Descripción
En el marco del Día Mundial de la Fotografía, que se conmemora cada 19 de agosto, la historia de Jacobo Amaro Ramírez se cuenta a través de cinco décadas detrás de una cámara. Su vínculo con la fotografía nació desde la infancia, al crecer entre reporteros y un laboratorio fotográfico del periódico de su padre, donde poco a poco descubrió el mundo detrás de cada imagen y aprendió a revelar, observar y contar historias con una cámara. Con el paso de los años, esa inquietud se convirtió en su oficio y, siendo adolescente, viajó a la Ciudad de México para abrirse camino en el periodismo, donde colaboró con medios nacionales y agencias. Después de esa experiencia, decidió regresar a Tlaxcala, donde encontró nuevamente sus raíces y ha construido gran parte de su trayectoria, con 36 años de trabajo como fotógrafo del Gobierno del Estado.

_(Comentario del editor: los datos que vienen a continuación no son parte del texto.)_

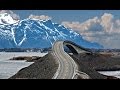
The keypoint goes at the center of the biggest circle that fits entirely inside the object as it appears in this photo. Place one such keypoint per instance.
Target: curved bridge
(68, 68)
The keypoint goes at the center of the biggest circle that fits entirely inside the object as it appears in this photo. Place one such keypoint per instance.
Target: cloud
(13, 15)
(41, 17)
(104, 30)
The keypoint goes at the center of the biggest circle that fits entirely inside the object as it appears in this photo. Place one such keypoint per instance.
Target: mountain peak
(37, 34)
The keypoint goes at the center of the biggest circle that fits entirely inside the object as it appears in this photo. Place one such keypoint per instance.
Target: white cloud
(14, 16)
(104, 30)
(41, 17)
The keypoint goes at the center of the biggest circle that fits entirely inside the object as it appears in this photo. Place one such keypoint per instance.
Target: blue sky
(67, 15)
(101, 26)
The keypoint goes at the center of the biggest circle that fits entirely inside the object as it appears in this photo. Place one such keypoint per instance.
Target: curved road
(67, 69)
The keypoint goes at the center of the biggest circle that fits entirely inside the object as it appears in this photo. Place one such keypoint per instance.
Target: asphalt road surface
(68, 68)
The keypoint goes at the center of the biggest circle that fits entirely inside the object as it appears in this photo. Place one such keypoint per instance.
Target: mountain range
(36, 33)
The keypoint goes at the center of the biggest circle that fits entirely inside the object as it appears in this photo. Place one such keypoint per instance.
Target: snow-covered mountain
(33, 33)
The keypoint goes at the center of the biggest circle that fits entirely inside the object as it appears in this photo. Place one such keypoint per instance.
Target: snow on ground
(8, 67)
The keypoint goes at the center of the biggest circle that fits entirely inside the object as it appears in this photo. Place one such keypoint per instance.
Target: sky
(67, 15)
(101, 26)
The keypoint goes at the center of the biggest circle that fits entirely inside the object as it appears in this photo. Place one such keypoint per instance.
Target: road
(68, 68)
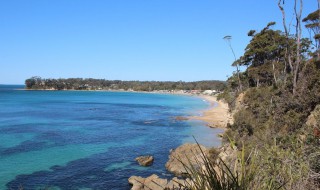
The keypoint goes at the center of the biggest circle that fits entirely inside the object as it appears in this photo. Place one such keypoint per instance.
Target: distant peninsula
(38, 83)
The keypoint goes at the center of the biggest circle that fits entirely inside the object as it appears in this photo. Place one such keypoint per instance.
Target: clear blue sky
(128, 39)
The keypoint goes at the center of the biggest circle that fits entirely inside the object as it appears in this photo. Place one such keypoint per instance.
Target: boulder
(145, 160)
(188, 154)
(136, 182)
(154, 182)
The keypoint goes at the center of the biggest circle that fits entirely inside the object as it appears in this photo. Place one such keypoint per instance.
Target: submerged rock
(145, 160)
(181, 118)
(186, 154)
(154, 182)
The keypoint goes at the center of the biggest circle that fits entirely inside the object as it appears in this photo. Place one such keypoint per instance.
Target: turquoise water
(89, 140)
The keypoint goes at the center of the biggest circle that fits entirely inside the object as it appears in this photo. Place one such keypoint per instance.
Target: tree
(313, 25)
(264, 56)
(228, 40)
(293, 56)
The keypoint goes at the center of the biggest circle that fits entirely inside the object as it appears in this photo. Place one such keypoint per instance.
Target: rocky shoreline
(188, 155)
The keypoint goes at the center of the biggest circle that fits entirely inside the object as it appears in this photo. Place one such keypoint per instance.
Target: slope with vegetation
(38, 83)
(275, 104)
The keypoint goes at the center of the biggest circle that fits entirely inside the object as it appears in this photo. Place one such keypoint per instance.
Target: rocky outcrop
(145, 160)
(188, 154)
(153, 182)
(314, 121)
(181, 118)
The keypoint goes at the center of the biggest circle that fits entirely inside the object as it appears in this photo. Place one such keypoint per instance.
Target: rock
(136, 182)
(154, 182)
(186, 154)
(180, 118)
(176, 183)
(145, 160)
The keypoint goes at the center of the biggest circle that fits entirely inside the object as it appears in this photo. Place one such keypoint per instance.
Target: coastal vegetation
(38, 83)
(275, 104)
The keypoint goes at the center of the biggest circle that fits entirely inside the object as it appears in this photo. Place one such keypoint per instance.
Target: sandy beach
(217, 115)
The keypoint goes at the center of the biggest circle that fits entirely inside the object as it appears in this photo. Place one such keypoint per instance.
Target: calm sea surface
(89, 140)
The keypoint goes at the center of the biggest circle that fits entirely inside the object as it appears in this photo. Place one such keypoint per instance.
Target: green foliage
(102, 84)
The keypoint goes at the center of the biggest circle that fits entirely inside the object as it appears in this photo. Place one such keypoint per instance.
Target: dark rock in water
(155, 183)
(186, 154)
(180, 118)
(145, 160)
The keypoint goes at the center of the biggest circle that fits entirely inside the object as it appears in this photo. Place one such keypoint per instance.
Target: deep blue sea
(89, 140)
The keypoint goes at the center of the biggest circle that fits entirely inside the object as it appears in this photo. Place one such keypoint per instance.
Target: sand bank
(217, 115)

A lo largo de este camino, Jacobo ha sido testigo de cómo la fotografía pasó de los rollos y el revelado a la inmediatez de las cámaras digitales, pero hay algo que no ha cambiado: su pasión por guardar en una imagen aquello que el tiempo inevitablemente transforma. Su archivo reúne calles, edificios, mercados, comercios, vestimentas y formas de transporte que hoy permiten mirar un Tlaxcala distinto, uno que permanece vivo en cada fotografía. Para él, fotografiar significa “detener el tiempo”: rescatar un instante para que no se pierda, conservar rostros, lugares y momentos que algún día serán memoria e historia. Esa misma sensibilidad busca transmitir a las nuevas generaciones, porque detrás de cada fotografía, dice, existe una historia esperando ser contada.